When I look at Slack what I see is that once again I have to learn new conventions and yet another new way of doing things.  If I am working on an article for automatedbuildings.com and I need the editor to take a look at the revisions that I made to the article preview before it goes live I have to tag him with this Slack handle to make sure that he sees it.  If I don’t then it could get lost in the stream of information and overlooked. When I use email I write the email and push send.  I know that it is going to appear in one of two places: his inbox as a new item, or in his junk mail.  As a business person, who tries to have a minimal inbox footprint, I’m conditioned to check both of these places several times a day. I can’t tell you the number of posts that I have missed on Facebook or LinkedIn simply because there were so many, and more coming in constantly.

I also look at email as a natural part of my day’s workflow. As soon as I get a moment between meetings, I check email.
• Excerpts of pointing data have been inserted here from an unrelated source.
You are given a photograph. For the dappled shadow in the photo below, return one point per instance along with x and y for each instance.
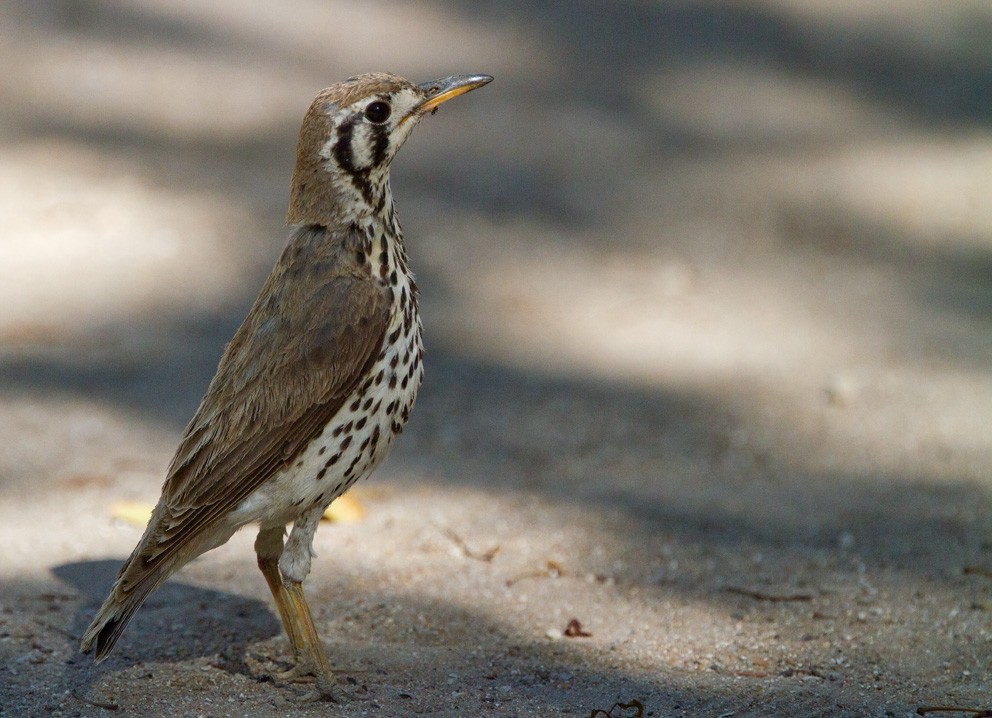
(401, 668)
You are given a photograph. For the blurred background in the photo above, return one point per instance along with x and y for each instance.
(707, 293)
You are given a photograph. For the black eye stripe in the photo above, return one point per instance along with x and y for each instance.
(378, 111)
(380, 143)
(342, 147)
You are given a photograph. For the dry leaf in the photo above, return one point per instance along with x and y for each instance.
(133, 513)
(345, 509)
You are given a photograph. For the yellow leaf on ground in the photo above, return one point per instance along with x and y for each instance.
(134, 513)
(345, 509)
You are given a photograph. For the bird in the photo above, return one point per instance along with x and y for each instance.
(317, 381)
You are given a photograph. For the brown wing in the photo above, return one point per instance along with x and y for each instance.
(316, 328)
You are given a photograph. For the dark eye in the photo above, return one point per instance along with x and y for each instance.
(378, 112)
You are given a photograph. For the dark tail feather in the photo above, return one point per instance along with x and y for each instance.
(117, 611)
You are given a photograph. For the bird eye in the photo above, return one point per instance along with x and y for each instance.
(378, 112)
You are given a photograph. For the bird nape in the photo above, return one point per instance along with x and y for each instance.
(318, 380)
I come into the office from a meeting the first thing that I do is check email.   When I get an email from a client that I am working with I automatically feel compelled to respond.  If I have some urgent copy that I have been working on for a client I send it via email.  Even if I use Dropbox to send a large file to a client I will still email them to see if they received it.  As business people I think that we are conditioned that once we receive and email, we automatically respond to it.  It is how many of us conduct business.

I see a product like Slack working well in a software development environment where there is a team working on the newest plug-in for an ERP system.  Everyone on the team is working on their parts of code and utilizing the conversational nature of Slack to effectively collaborate about how the bits of code work together.  Though to me reading the information in Slack would be highly desirable by a competitor who is designing a similar product.

Security is always a concern and after that recent incident where the company Valleywag was able to discover the Tribe Wearables chatroom and learn about a possible acquisition even more of an issue.  Slack positions itself as a business service and if major corporations are considering using Slack to replace email then they have to have trust in the app.  To me Slack is going to have a really hard time ensuring data security.  We know from watching any evening newscast that we should naturally expect low-level leaks in social platforms and apps like Facebook, Twitter, and Snapchat, but not for corporate communications.  Companies spend thousands of dollars to ensure network and email security provide data security.  Slack just seems a little “lax” when it comes to that.

Now I’m not out to bash Slack.  The app is very innovative in many areas.  I was discussing Slack with some marketers at the recent Social Media Camp held in Victoria, BC and many people could not stop talking about how much they enjoyed Slack’s social aspect to team communication.  There was one business developer who compared Slack to the chat feature in the game Clash of Clans.  He said that it was great to be able to talk with other members of his clan during a clan war, but he could not imagine communicating with his business colleagues in the same manner.  Email is the tool for getting things done in the business world.
 
Email has been the cornerstone of business communications for as long as computers have existed.  It is battle-tested and survived threats like spam, phishing, hacking, and my favorite “oops I hit send before I was finished”.  Email is here to stay and it is still the way that the business world communicates, and while I am all for innovation, there is something to be said for technology that stands the test of time.